«Ich möchte anders sein», sagte die eine weisse Socke zur andern.
«Ach du mit deinen verrückten Ideen», erwiderte die andere Socke pikiert.

«Ich habe mir das schon immer gewünscht, schon als ich klein war…», sagte die eine Socke träumerisch.

«Wir sind nun mal weisse Socken, und damit Basta, da gibt es nichts zu ändern», kam die Antwort der anderen Socke, die sich immer unwohl fühlte, wenn ihre Schwester vom Anderssein sprach.
«Einmal im Leben möchte ich einfach etwas anderes sein, als eine gewöhnliche weisse Socke», träumte die eine Socke weiter, ungeachtet der Worte ihrer Schwester.

«Achte gut darauf, was du dir wünscht, es könnte schneller gehen als du denkst», hörte man die Stimme eines Raben, der auf dem Ast oberhalb der Wäscheleine sass. Und Raben sind sehr weise Geschöpfe.

In der nächsten Wäsche versteckte sich die eine Socke unter den roten Handtüchern…

«Oh, Mist», sagte die Frau laut, als sie die nun rosa gewordene Socke entdeckte.
«Was mache ich nun damit? Eine einzelne rosa Socke…»

«Oh, ich bin anders, ich bin rosa, wie schön!», freute sich die eine Socke.

«…und eingegangen ist sie auch...», ärgerte sich die Frau.

«Mami, die kann ich gut gebrauchen für mein Handy», freute sich das Mädchen, das der Mutter zugeschaut hatte.
«…und ich werde sie noch etwas verzieren…»
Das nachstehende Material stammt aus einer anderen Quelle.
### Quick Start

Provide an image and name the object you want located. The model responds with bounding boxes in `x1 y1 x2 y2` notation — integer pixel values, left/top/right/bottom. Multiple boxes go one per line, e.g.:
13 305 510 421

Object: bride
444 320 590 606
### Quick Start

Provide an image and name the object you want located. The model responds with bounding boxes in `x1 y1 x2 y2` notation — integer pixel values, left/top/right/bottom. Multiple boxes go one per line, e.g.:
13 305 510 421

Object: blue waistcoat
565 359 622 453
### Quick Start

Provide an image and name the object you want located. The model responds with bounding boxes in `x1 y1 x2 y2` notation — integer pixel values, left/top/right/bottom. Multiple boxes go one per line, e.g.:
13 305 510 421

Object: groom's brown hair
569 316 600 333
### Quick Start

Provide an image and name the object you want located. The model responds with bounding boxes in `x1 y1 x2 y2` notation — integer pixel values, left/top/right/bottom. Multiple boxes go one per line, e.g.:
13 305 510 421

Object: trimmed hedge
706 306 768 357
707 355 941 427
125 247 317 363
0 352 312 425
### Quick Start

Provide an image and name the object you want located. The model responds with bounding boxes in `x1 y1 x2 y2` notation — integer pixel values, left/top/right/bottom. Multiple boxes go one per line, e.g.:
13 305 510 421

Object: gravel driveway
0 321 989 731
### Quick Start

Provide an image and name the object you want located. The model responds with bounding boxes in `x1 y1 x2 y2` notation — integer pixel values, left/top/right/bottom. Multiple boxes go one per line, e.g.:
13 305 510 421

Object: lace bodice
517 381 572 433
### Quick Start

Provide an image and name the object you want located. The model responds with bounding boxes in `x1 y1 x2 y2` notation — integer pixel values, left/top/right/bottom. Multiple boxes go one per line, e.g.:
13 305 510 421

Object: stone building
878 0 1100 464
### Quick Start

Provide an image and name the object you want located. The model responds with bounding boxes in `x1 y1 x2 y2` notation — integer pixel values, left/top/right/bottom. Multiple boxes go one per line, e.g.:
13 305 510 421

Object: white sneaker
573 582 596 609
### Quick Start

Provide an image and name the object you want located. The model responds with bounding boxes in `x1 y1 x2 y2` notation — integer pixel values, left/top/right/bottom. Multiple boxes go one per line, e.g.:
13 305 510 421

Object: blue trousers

«Meinetwegen, aber was mache ich nun mit der einzelnen weissen Socke?» fragte sich die Mutter.
«Ich hebe sie auf… man weiss ja nie..
Und sie legte die weisse Socke in die Kommode.

«Pah...», sagte die weisse Socke, einerseits entrüstet, aber doch erleichtert, dass sie nicht weggeworfen wurde… und auch ein bisschen neidisch auf ihre rosa Schwester.

«Oh, wie ich mich freue, ich bin anders», sagte die rosa Socke fröhlich.